CURRENCY: Pesos. The dollar is strong right now so be sure to get a good exchange rate ahead of time. Bring cash to pay for your accommodations and any extra activities that aren't included.

CLIMATE: warm year round with highs up to 100° in the summer months. Temps tend to drop at night so pack a light jacket for cooler evenings. We were there end of June and average temp was 85° and dry.

GETTING THERE: Fly into San Jose del Cabo (SJD) which has direct flights from just about every major U.S. city. Plan on staying the night in Cabo and plan for an early departure the next morning. Whether you rent a car or arrange private transportation to La Paz, it's roughly a 2 1/2 hour drive up Highway 19 through desolate landscape consisting of arroyos and cacti. Stop for coffee and a bathroom break at Baja Beans in Pescadero and continue the drive. You'll be picked up by boat at one of the beaches, most likely either Playa Pichilingue or El Tecolote and taken out to the island (roughly a 45 min ride depending on conditions). Pro-tip: If you're just taking a day trip, you can leave your car and take a panga out to the island.

ACTIVITIES: Kayaking, SUP, snorkeling, hiking. All water gear was provided by the camp. We also rented a boat (and by boat I mean a ridiculously huge 80 ft yacht with full staff) for the day and explored other parts of the island. .

WHAT TO EXPECT:

  • The accommodations are amazing, high quality safari-style tents that can accommodate up to 3 people.  There are nightstands with portable lanterns and even a mirror! Every tent has it's own freestanding outdoor shower and toilet.
  •  The camp's "clean" water comes from a nearby well. Showering involves pumping.... and a bucket and is definitely easier with a second pair of hands. Bring your own shampoo, conditioner and face/body wash - ideally organic and environmentally friendly as it goes straight into the ground while you shower.
  • El baño is comfortable given the circumstances (you're camping, peeps!). Flushing involves pumping, but no bucket ;), and a lovely view of the starry night sky.
  • Wildlife: During a SUP session, I spotted turtles, manta rays, colorful fish and even a sea snake! We didn't venture to far inland, but did get some visitors at night. Babisuris, a small, racoon-like animal native to this region, came into our camp (and a few of our tents) in search of food. Be sure to zip up your tent in the evenings to avoid any furry surprises.
  • The onsite chef will cook breakfast, lunch and dinner for you. Healthy snacks consisting of cucumber with lime juice and spicy seasonings were available in between meals.

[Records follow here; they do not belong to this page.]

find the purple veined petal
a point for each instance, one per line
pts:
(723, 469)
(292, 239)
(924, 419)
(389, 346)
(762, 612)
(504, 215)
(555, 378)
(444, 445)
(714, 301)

PACKING LIST / PRO TIPS: Besides bikinis and bronzer, here are a few things you must pack/know in advance.

  • Sunscreen - There are some seriously strong rays on the island and exposure is pretty constant. This one is my absolute fave. Layer it on.
  • Bug spray - Mosquitos are prevalent when there's no wind. Be sure to put on bug spray on in the early evening before the sun goes down.
  • BYOB - We brought a lot of wine, booze and snacks and sipped on margaritas and Aperol spritzes (hydration is key!) in between swim and kayak sessions. Coupled with the meals already provided by the camp, there was nor shortage of food and beverage during our stay.
  • Jacket - Bring a light sweater or jacket in case temps drop.
  • Organic shampoo, conditioner, face and body wash.
  • No need to bring beach towels! These are provided by the camp.